EveryDream2trainer/doc/CAPTION.md

1.8 KiB

Captioning tools

CogVLM

CogVLM is, so far, the best model for generating synthetic captions. The script for Cog is enhanced, so read the CogVLM README for more information.

Kosmos-2

Microsoft's Kosmos-2 is significantly lighter weight than Cog, using <5GB of VRAM and generating captions in under a second on a RTX 3090.

It has the capability to output grounding bounding boxes.

Run python caption_kosmos2.py --help to get a list of options.

Kosmos-2 grounding

Kosmos-2can generate bounding boxes for the "grounding" of the caption. This is useful for identifying specific objects in the image in 2D space, which can be useful in later piplines.

It's worth reading the documentation here to understand the grounding output.

--save_entities outputs a '.ent' file with bounding box information. The entities identified will be based on what caption is produced.

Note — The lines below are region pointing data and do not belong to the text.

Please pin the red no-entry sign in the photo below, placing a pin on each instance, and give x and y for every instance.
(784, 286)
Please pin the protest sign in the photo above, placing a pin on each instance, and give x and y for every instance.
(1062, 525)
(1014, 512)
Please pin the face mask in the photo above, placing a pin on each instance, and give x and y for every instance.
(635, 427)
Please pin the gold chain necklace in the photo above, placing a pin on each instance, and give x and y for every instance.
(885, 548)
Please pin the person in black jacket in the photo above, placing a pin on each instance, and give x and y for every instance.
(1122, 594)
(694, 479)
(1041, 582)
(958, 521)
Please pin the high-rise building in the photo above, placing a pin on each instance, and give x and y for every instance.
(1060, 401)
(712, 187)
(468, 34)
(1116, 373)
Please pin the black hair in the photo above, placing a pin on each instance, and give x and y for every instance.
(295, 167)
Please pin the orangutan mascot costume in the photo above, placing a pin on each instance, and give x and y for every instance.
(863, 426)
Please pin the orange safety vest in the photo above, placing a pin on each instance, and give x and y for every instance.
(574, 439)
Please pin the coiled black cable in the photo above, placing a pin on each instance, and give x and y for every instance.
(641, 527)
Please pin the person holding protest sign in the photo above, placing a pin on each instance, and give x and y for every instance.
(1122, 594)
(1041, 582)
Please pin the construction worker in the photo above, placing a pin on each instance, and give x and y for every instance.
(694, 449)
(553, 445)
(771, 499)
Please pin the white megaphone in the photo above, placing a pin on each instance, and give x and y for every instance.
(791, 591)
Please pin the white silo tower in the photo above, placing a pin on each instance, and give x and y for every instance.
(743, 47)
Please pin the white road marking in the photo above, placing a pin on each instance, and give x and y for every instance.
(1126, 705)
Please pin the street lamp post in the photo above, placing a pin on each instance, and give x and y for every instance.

--phrase_mode This modifies how the model is called, wrapping phrases in <phrase> tags. This also interprets your prompt as a CSV, wrapping each item in a phrase tag. You might use it with --prompt "dog,cat,tree" for instance. This is not a gaurantee your phrases will be found and output into the grounding output file.

--save_entities_only This will not attempt to write the caption into the .txt file at all. This is recommended with --phrase_mode. Using this option forces --save_entities.

There is a trivial/dumb UI for viewing the grounding in the scripts folder. Launch it with python scripts/grounding_ui.py and it will open a window allowing you to select a directory, and it will display the images and bounding boxes.